A news service for the people of Michigan from the Mackinac Center for Public Policy

Protecting one's property rights can be a difficult endeavor due to the courts watering down both state and federal constitutional protections. That fight becomes even more difficult when the Michigan Department of Environmental Quality is allowed to hide evidence without serious consequence.

The trial court held an evidentiary hearing about this late production and found “MDEQ had intentionally withheld evidence and that the MDEQ made no attempt to provide the evidence in a timely manner.”

According to the Michigan Court of Appeals opinion in Seba v. Department of Environmental Quality that was issued on Sept. 29, 2009, Waad F. Seba bought 12 acres of vacant land in Oakland County in 1997. He tried to ascertain whether there were wetlands on his property and began to fill a portion of it that he claimed had been previously filled. Seba was served a cease-and-desist order by the DEQ, which led him to file an inverse condemnation claim. After a bench trial that ended in the DEQ's favor, the DEQ produced a file regarding the previous owner of the property. The appellate court noted:

The file included over 40 documents which showed that significant filling activity had occurred on the property almost ten years before plaintiff purchased it. The MDEQ had failed to produce the file during the litigation despite discovery requests by plaintiff that would have encompassed the file.
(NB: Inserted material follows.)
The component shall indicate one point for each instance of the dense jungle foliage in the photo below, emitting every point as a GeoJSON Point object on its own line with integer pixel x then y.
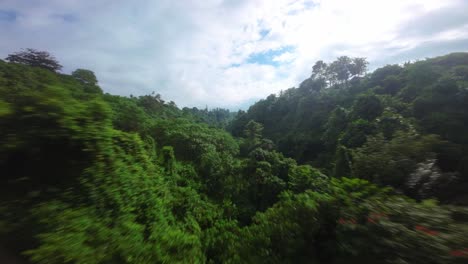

The trial court held an evidentiary hearing about this late production and found "MDEQ had intentionally withheld evidence and that the MDEQ made no attempt to provide the evidence in a timely manner" and while granting attorney fees and costs to Seba and holding that MDEQ could not claim the filled areas were wetlands, the trial court stated the damages claim "sounds like a separate cause of action, not that I'm suggesting that." 

Seba did file a second suit seeking damages for the DEQ's improper activities, which was dismissed because a separate court held he should have filed an amended complaint and raised that claim in the earlier case.

The end result for Seba is that 12 years after he bought his property, he is finally certain that his filling of the property was legal, but he was not compensated for the 12 years his property lay dormant. That extended time frame was in large part due to the DEQ's intentional withholding of evidence, and Seba has only had his attorney fees and cost paid, which would not have occurred in the first place if the DEQ had properly admitted the property could be filled.

Government has tremendous powers and financial resources to litigate and can often wear down property owners who lack the means to fight in court. Is it too much to ask that the government not cheat when it already has such advantages?